Selon une nouvelle étude publiée par les Nations Unies, les assistants vocaux boostés à intelligence artificielle, dont beaucoup sont des voix féminines, renforcent les stéréotypes néfastes liés au genre.
Intitulé « Je rougirais si je le pouvais : Combler les disparités entre les sexes dans les compétences numériques grâce à l'éducation » d’après une réponse de Siri lorsqu'il reçoit certaines commandes sexuellement explicites (il est mentionné que le titre de cette publication tire son nom de la réponse donnée par Siri lorsqu'un utilisateur humain lui disait: "Hey Siri, you’re a bi*** ", le document explore les effets des préjugés dans la recherche sur l'IA et le développement de produits ainsi que les implications négatives à long terme du conditionnement de la société, en particulier des enfants, pour traiter ces assistants vocaux numériques comme des aides indiscutables qui n'existent que pour servir les propriétaires sans condition. Il a été rédigé par l'UNESCO (Organisation des Nations Unies pour l'éducation, la science et la culture).
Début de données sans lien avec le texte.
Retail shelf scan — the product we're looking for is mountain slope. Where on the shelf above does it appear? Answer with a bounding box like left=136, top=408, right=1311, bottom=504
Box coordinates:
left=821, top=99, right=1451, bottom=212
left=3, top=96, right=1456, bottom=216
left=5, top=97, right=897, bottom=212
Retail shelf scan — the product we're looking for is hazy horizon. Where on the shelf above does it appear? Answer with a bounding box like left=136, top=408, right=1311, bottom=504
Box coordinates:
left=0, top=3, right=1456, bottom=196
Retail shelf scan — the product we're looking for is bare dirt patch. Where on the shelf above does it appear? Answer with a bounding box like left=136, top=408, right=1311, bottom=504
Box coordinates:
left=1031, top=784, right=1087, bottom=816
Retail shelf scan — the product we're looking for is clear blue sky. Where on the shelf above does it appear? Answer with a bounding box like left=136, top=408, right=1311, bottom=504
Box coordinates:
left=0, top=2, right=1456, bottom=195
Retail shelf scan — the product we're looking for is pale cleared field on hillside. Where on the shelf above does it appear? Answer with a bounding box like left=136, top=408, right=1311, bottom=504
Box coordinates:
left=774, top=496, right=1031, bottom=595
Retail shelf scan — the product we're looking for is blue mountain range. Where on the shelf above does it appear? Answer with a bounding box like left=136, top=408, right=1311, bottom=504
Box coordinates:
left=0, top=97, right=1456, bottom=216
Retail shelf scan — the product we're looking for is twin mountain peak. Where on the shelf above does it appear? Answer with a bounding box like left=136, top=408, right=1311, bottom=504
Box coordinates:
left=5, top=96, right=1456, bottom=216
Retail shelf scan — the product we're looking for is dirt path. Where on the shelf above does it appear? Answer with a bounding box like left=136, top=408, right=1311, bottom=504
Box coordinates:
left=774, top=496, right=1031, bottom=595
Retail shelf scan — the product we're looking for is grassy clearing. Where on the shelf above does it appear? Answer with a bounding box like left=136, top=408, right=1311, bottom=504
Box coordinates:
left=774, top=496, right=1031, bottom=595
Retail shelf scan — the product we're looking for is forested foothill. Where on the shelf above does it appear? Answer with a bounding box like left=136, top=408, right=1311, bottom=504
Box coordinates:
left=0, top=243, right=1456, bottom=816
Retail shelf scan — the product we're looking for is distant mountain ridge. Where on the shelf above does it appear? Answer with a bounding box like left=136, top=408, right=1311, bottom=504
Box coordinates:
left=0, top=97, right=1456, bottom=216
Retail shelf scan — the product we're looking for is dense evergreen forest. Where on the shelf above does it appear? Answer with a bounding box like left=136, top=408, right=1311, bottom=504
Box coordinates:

En préambule, nous pouvons lire : « Bien que le logiciel d'intelligence artificielle utilisé par Siri ait été mis à jour en avril 2019 pour répondre de manière plus catégorique à l'injure («Je ne sais pas comment répondre à cela»), la soumission de l'assistant face aux abus de genre reste inchangée depuis la large diffusion de la technologie en 2011.
« L’obséquiosité “féminine” de Siri - et la servilité exprimée par tant d’autres assistantes numériques projetées en tant que jeunes femmes - fournit une illustration puissante des préjugés sexistes codés dans des produits technologiques, omniprésents dans le secteur des technologies et apparent dans la formation aux compétences numériques.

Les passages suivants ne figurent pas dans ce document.